What is funny here is that Jung uses "lapis" here to mean the philosophical stone, which is most commonly called a ruby. But it can be a sapphire, or apparently a lapis lazuli. Go google the color lapis and tell me that that is not exactly Weiss's dress color.
Like Joan of Arc, Jaune is consumed by the fire. He is coagulated after the dissolution of the Paper Pleasers. But instead of coming forth as ashes, he comes forth as gold... with some growth still ahead and with some white streaks in his hair, symbolizing integration with the feminine (white=feminine in alchemy and Jung).

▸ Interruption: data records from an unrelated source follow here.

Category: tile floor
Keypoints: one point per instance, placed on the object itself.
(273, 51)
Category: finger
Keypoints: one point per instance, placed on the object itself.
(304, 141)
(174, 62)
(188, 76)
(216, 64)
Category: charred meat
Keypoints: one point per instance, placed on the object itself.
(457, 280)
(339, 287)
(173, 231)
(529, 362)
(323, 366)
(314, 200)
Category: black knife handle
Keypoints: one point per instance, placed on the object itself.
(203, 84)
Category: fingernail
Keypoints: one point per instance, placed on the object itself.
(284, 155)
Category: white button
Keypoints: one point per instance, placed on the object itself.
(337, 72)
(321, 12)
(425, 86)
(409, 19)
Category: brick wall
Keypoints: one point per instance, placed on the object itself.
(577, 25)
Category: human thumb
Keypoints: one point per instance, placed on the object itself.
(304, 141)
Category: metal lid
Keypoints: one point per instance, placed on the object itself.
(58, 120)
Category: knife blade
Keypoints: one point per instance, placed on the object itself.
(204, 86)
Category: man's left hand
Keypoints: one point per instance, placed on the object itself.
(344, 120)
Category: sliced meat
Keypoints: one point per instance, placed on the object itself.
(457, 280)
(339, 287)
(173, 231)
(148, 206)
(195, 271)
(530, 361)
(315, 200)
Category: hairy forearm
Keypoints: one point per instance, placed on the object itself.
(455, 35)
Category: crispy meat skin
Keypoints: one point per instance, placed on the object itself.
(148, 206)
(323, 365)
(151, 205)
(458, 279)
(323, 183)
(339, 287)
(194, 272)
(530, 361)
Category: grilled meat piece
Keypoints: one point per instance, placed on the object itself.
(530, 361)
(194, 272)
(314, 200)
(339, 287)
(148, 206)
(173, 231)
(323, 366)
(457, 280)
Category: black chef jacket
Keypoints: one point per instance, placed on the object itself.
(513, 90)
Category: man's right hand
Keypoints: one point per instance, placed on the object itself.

So where do Weiss and Jaune go from here? Jung provides a clue:
“Just as the anima becomes, through integration, the Eros of consciousness, so the animus becomes a Logos; and in the same way that the anima gives relationship and relatedness to a man’s consciousness, so the animus gives to a woman’s consciousness a capacity for reflection, deliberation and self-knowledge.”
C.W. Vol 9. Part II: Aion. The Syzygy: Anima and Animus
Both Jaune and Weiss have done this for one another thus far, and will continue doing so. Neither Weiss's nor Jaune's arcs are entirely over, either: Jaune still needs to fully embody the spiritual guide, and Weiss needs to embody wisdom and they are both so close but still have a bit more to grow.